Tuesday, December 4, 2012

Same Sam

When I was 20 I went to Bega with my at-the-time boyfriend. He was a really interesting guy; he had the alter ego “goon man” who always cheered me up (by getting me drunk), he introduced me to hardcore punk music (and following that; post-hardcore punk music, which I love love love!) and he was a fellow blogger! In fact, he was so prolific in the livejournal community that I actually knew who he was before I met him – I almost felt like I was dating an internet celebrity, (be it a very small corner of the internet.) I seem to always fantasise that people are not who they actually are; on this occasion I was dating a celebrity!

So, when I was 20 we went to Bega. We were wandering around, window shopping, and he noted that he needed a haircut. I liked his hair, I like men with a bit of shagginess, but he with his “preferences” and “free will” didn’t, and decided it would be best to visit the local hairdresser. With hesitance I agreed to him going. After an anxious 10 minutes of waiting on my part, he came out of the salon, found me and asked what I thought.

I burst into tears.

The poor guy then spent an uncomfortable afternoon wandering around the Bega Cheese Factory with an inconsolable girlfriend. I think he was so scarred from that experience that he didn’t cut his hair again for another 2 years!

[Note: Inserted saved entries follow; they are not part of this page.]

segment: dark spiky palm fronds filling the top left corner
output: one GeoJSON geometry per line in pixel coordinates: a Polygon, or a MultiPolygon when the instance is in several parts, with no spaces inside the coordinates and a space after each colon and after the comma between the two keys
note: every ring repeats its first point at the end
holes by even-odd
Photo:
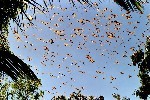
{"type": "MultiPolygon", "coordinates": [[[[0,0],[0,31],[7,27],[10,19],[19,22],[20,18],[17,17],[19,13],[25,15],[28,19],[28,16],[25,13],[28,5],[32,5],[42,12],[45,9],[42,5],[38,4],[36,0],[0,0]]],[[[17,25],[19,24],[17,23],[17,25]]]]}

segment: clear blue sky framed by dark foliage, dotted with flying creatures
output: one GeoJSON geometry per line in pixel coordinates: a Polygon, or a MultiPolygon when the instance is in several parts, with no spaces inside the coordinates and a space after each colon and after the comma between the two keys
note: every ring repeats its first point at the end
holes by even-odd
{"type": "MultiPolygon", "coordinates": [[[[41,79],[44,99],[80,89],[106,100],[113,100],[113,93],[137,100],[132,94],[140,86],[138,68],[130,56],[138,45],[144,49],[150,35],[150,4],[144,4],[144,14],[126,14],[110,0],[93,7],[73,7],[66,0],[53,4],[45,14],[36,10],[34,26],[22,20],[24,32],[13,34],[12,22],[8,37],[11,51],[41,79]]],[[[34,18],[31,8],[27,12],[34,18]]]]}

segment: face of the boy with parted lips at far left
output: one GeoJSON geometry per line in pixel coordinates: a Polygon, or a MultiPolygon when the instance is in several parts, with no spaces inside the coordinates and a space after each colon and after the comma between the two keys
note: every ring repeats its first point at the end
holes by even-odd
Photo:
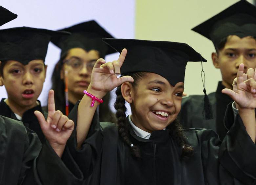
{"type": "Polygon", "coordinates": [[[32,60],[27,65],[6,61],[0,85],[5,85],[8,99],[21,107],[35,106],[46,77],[43,60],[32,60]]]}

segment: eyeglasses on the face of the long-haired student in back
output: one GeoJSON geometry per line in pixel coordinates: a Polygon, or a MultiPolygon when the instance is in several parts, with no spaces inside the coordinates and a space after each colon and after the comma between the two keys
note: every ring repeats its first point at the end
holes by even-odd
{"type": "Polygon", "coordinates": [[[80,71],[85,65],[87,71],[91,73],[93,71],[93,66],[96,63],[96,60],[85,63],[80,58],[72,57],[70,59],[64,60],[63,63],[71,66],[76,71],[80,71]]]}

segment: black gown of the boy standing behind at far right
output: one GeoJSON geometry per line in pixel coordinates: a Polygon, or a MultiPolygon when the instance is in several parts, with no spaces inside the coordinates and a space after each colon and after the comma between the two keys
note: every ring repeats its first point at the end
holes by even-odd
{"type": "Polygon", "coordinates": [[[221,91],[225,87],[219,82],[216,92],[208,95],[212,104],[213,119],[203,118],[204,95],[192,95],[182,99],[179,119],[183,128],[209,128],[217,132],[223,140],[228,129],[224,126],[224,115],[226,107],[233,100],[221,91]]]}

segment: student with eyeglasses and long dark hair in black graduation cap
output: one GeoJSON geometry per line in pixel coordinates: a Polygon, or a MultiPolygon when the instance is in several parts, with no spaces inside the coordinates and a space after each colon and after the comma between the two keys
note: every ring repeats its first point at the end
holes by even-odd
{"type": "MultiPolygon", "coordinates": [[[[116,51],[101,40],[102,37],[113,36],[94,20],[59,31],[72,34],[52,40],[53,44],[61,48],[60,60],[53,71],[52,89],[55,92],[56,108],[68,115],[74,104],[82,99],[82,91],[88,88],[96,60],[116,51]]],[[[109,100],[110,94],[105,96],[99,106],[100,119],[104,117],[115,122],[115,115],[109,109],[109,100]]]]}

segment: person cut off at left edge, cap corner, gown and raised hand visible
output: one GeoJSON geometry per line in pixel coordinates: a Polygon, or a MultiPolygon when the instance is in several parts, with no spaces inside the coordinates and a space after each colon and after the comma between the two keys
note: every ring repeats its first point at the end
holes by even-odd
{"type": "MultiPolygon", "coordinates": [[[[0,26],[16,17],[0,6],[0,26]]],[[[37,135],[22,122],[0,115],[0,184],[81,184],[76,164],[68,168],[61,161],[74,122],[59,113],[55,111],[53,91],[50,91],[47,120],[35,111],[47,139],[43,147],[37,135]],[[57,125],[60,132],[52,124],[57,125]]]]}

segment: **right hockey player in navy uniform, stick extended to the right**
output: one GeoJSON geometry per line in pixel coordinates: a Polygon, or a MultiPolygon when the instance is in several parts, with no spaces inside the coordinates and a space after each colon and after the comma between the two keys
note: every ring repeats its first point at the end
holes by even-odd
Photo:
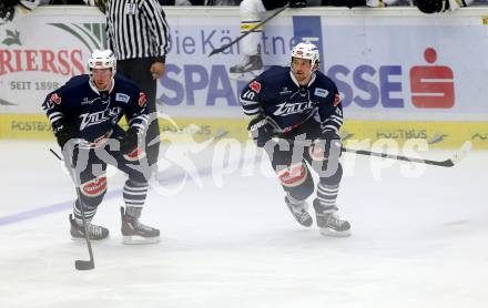
{"type": "Polygon", "coordinates": [[[335,83],[317,71],[318,61],[314,44],[298,43],[291,66],[272,66],[251,81],[241,103],[252,117],[247,130],[270,156],[295,219],[313,224],[306,203],[314,193],[312,168],[319,177],[313,206],[321,234],[348,236],[349,223],[336,215],[343,109],[335,83]]]}

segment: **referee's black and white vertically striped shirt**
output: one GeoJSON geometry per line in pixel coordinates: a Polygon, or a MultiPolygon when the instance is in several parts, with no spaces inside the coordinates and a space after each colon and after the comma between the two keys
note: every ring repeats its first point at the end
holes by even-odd
{"type": "Polygon", "coordinates": [[[157,0],[108,0],[106,35],[118,60],[165,62],[170,27],[157,0]]]}

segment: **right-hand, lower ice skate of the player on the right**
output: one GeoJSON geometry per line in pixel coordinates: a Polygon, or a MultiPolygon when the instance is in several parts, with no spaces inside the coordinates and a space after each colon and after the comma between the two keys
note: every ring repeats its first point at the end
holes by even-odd
{"type": "Polygon", "coordinates": [[[319,233],[324,236],[346,237],[350,236],[350,224],[340,219],[335,213],[337,207],[324,209],[324,206],[314,201],[315,214],[319,233]]]}

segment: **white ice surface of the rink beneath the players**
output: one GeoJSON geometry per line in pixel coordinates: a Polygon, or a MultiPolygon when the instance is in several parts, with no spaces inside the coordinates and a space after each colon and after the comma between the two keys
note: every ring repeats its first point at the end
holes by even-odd
{"type": "Polygon", "coordinates": [[[116,175],[95,216],[110,238],[93,243],[95,269],[77,271],[88,251],[69,236],[74,191],[49,147],[0,141],[1,308],[488,307],[487,152],[417,177],[396,163],[380,181],[372,165],[382,160],[344,156],[338,204],[349,238],[301,227],[276,178],[236,171],[223,187],[202,174],[203,187],[151,191],[142,220],[162,242],[124,246],[116,175]]]}

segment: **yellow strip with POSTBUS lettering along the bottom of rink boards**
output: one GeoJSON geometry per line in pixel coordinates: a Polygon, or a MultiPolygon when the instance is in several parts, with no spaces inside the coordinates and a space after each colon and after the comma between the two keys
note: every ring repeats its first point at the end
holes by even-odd
{"type": "MultiPolygon", "coordinates": [[[[123,121],[123,124],[124,121],[123,121]]],[[[215,136],[247,140],[247,121],[245,119],[218,117],[177,117],[160,119],[162,140],[166,133],[180,134],[177,142],[193,138],[202,142],[215,136]],[[191,129],[191,130],[190,130],[191,129]]],[[[487,122],[427,122],[427,121],[360,121],[346,120],[340,135],[347,142],[370,146],[385,138],[403,145],[406,141],[423,140],[433,148],[458,148],[465,141],[471,141],[475,148],[488,148],[487,122]]],[[[48,119],[42,114],[0,115],[0,138],[52,140],[53,135],[48,119]]]]}

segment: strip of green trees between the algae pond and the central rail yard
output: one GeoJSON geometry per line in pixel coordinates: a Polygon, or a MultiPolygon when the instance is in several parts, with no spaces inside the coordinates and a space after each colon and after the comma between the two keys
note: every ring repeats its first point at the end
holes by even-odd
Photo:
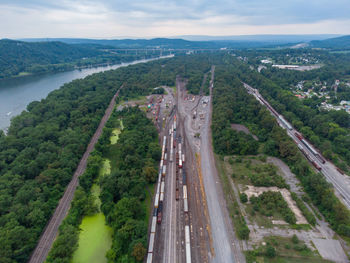
{"type": "Polygon", "coordinates": [[[147,253],[147,185],[157,178],[161,155],[158,132],[138,108],[125,108],[116,118],[122,120],[124,129],[118,142],[106,150],[111,174],[100,180],[101,210],[113,230],[107,258],[109,262],[142,262],[147,253]]]}

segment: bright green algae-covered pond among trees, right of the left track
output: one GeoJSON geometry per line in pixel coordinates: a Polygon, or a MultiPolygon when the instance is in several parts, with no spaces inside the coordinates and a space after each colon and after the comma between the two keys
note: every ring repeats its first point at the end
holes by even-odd
{"type": "MultiPolygon", "coordinates": [[[[108,159],[103,163],[100,176],[111,172],[108,159]]],[[[91,188],[96,197],[96,204],[101,205],[100,187],[94,184],[91,188]]],[[[99,212],[92,216],[85,216],[80,224],[78,249],[74,252],[72,263],[105,263],[106,253],[112,245],[112,229],[105,224],[105,216],[99,212]]]]}

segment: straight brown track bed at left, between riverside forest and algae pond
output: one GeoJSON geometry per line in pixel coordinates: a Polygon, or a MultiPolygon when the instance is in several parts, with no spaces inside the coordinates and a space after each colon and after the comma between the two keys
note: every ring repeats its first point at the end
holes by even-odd
{"type": "MultiPolygon", "coordinates": [[[[120,90],[120,89],[119,89],[120,90]]],[[[72,180],[70,181],[70,183],[68,184],[68,187],[66,188],[66,191],[63,194],[63,197],[61,198],[61,200],[58,203],[58,206],[56,207],[56,210],[54,212],[54,214],[52,215],[49,223],[46,225],[46,228],[44,230],[44,232],[42,233],[40,240],[35,248],[35,250],[33,251],[30,259],[29,259],[29,263],[42,263],[45,261],[51,246],[56,238],[57,232],[58,232],[58,227],[60,226],[60,224],[62,223],[63,219],[66,217],[69,208],[70,208],[70,203],[74,197],[74,192],[75,189],[78,186],[79,183],[79,176],[82,175],[85,171],[86,168],[86,164],[87,164],[87,159],[90,155],[90,153],[92,152],[92,150],[95,147],[96,142],[98,141],[101,133],[102,133],[102,129],[105,126],[107,120],[109,119],[109,117],[111,116],[111,113],[113,111],[114,105],[115,105],[115,99],[119,94],[119,90],[118,92],[114,95],[113,99],[111,100],[105,115],[103,116],[100,125],[98,126],[94,136],[92,137],[86,152],[84,153],[82,159],[80,160],[80,163],[77,167],[77,170],[75,171],[72,180]]]]}

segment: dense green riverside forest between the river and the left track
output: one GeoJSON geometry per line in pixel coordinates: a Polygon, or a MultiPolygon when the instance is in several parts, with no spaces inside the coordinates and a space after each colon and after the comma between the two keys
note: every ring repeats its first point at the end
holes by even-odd
{"type": "MultiPolygon", "coordinates": [[[[26,262],[119,87],[149,94],[175,79],[172,60],[91,75],[32,102],[0,136],[0,258],[26,262]],[[146,76],[168,69],[164,77],[146,76]],[[133,77],[137,76],[137,77],[133,77]],[[19,238],[20,237],[20,238],[19,238]]],[[[130,97],[123,91],[123,97],[130,97]]]]}

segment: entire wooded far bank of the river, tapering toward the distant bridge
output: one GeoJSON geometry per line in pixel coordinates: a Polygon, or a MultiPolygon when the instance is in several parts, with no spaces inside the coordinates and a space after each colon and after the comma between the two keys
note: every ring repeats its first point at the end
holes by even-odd
{"type": "Polygon", "coordinates": [[[154,52],[118,52],[105,46],[70,45],[62,42],[0,40],[0,79],[117,64],[159,56],[154,52]]]}

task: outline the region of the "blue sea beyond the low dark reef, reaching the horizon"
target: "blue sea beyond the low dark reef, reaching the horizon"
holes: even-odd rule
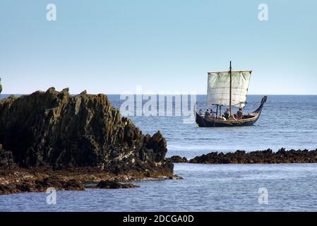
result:
[[[111,95],[120,106],[119,95]],[[253,112],[262,96],[249,95],[244,112]],[[197,96],[197,109],[205,109],[206,96]],[[214,109],[215,110],[215,109]],[[168,156],[195,157],[210,151],[317,148],[317,95],[270,95],[260,119],[253,126],[198,128],[184,124],[184,117],[131,117],[144,133],[158,129],[167,138]]]

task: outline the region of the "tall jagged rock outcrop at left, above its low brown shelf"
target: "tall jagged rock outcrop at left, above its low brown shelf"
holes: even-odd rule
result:
[[[85,91],[72,96],[49,88],[0,100],[0,143],[11,150],[0,153],[2,165],[10,165],[12,156],[20,167],[99,167],[148,177],[173,172],[160,131],[143,135],[106,95]]]

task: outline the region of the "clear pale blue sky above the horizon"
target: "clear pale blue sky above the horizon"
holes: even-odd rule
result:
[[[268,21],[258,20],[261,3]],[[249,94],[317,94],[316,12],[315,0],[1,0],[3,93],[202,94],[207,71],[232,60],[253,70]]]

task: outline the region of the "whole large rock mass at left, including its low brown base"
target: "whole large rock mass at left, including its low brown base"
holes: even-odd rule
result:
[[[0,100],[0,194],[178,179],[166,153],[160,131],[144,135],[103,94],[49,88]]]

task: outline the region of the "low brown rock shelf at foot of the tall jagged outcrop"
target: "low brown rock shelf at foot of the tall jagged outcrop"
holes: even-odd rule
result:
[[[131,189],[139,187],[130,184],[131,182],[163,179],[181,179],[181,177],[155,174],[152,177],[145,177],[141,173],[112,174],[101,172],[100,169],[93,167],[59,170],[52,169],[52,167],[32,169],[13,167],[11,169],[0,169],[0,195],[20,192],[45,192],[48,188],[61,191]]]

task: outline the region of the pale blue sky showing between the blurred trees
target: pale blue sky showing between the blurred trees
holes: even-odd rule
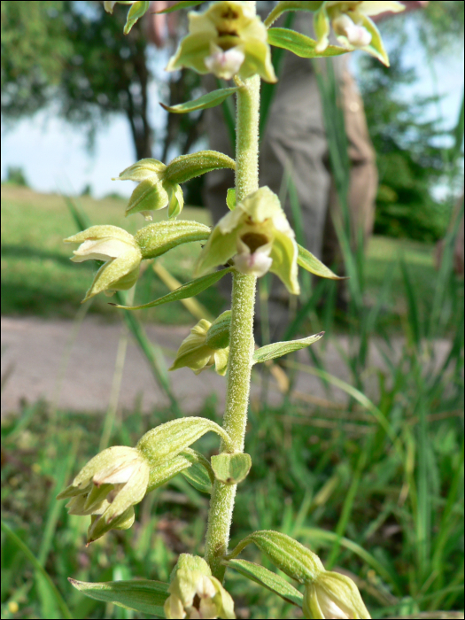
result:
[[[463,54],[458,50],[452,58],[439,58],[435,62],[438,81],[426,63],[422,47],[412,37],[406,49],[407,58],[418,61],[420,80],[404,94],[412,97],[432,95],[439,90],[444,95],[442,115],[447,128],[452,128],[458,118],[463,94]],[[151,69],[158,77],[167,53],[151,54]],[[356,63],[356,58],[353,60]],[[159,94],[155,84],[150,89],[150,119],[154,127],[162,128],[165,112],[159,107]],[[437,109],[431,109],[431,116]],[[4,179],[10,166],[21,167],[27,181],[35,190],[43,192],[80,193],[90,185],[92,194],[100,198],[117,191],[129,196],[132,183],[112,181],[121,170],[135,161],[128,121],[124,116],[113,116],[106,126],[97,132],[95,149],[86,149],[87,137],[79,128],[58,119],[53,112],[40,112],[32,119],[21,120],[13,128],[2,123],[2,164]]]

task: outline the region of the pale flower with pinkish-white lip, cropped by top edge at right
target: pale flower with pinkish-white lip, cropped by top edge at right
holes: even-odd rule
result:
[[[314,31],[318,38],[315,50],[321,53],[328,47],[330,21],[339,43],[349,50],[368,51],[389,66],[381,35],[370,16],[404,9],[400,2],[323,2],[314,14]]]

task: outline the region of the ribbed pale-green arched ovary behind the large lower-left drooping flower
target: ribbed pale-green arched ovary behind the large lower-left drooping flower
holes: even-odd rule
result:
[[[152,468],[163,461],[174,459],[209,431],[219,435],[227,449],[231,450],[231,439],[226,430],[221,429],[216,422],[200,417],[185,417],[160,424],[146,432],[137,442],[136,448],[143,453]]]

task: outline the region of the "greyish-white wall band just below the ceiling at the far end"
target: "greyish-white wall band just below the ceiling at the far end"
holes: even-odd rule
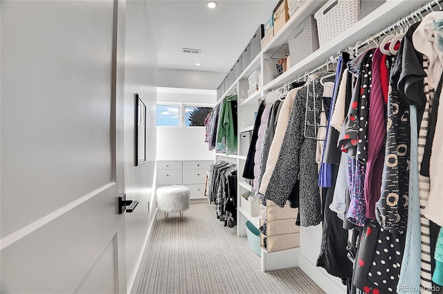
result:
[[[159,86],[215,90],[228,73],[159,68]]]

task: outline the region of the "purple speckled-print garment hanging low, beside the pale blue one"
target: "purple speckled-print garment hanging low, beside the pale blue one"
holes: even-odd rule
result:
[[[350,205],[347,220],[356,226],[365,226],[365,181],[366,164],[355,158],[347,158],[347,174],[349,176]]]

Yesterday my -now- boyfriend had a haircut.  Now, I know what you’re thinking, and no, I did not burst into tears.  (Thank you for your applause!) I did, however, find it difficult to recognise him.  When I saw him I felt like he was unfamiliar, like we were on a first date or something.

I was wondering why someone changing their hairstyle has such a strange effect on me?  I think maybe it’s because I use my own hair as a tool to reinvent myself when I am depressed, have made a fool of myself, or am simply just done being me.  (I’m usually quite dramatic about it too, “I’ll change; you'll see, I’ll be a different person and then you’ll love me!!!”)

These whole-personality transformations usually stay in effect for about 2 hours, then I’m back to being Sam again – Same Sam, different ‘do.
 
Who are these women???!
So maybe that explains that.

Funnily enough, it took me about 2 hours to get used to my boyfriend's new haircut.  It seems 2 hours is the the turn-around for me to accept a change and turn it into my new reality. For someone who is so resistant to change this is a remarkably speedy process.

But I'm okay with it...  At least I should be, in about 2 hours.

4 comments:

deeps said...

so thats how words suddenly appear :)

Sammikins said...

It's totally wack! :)

tomblah said...

You should do a bird hair look one day!

LU SM

Sammikins said...

Hahaha, not all of us can have a bird for hair. We can, however, have birds nests.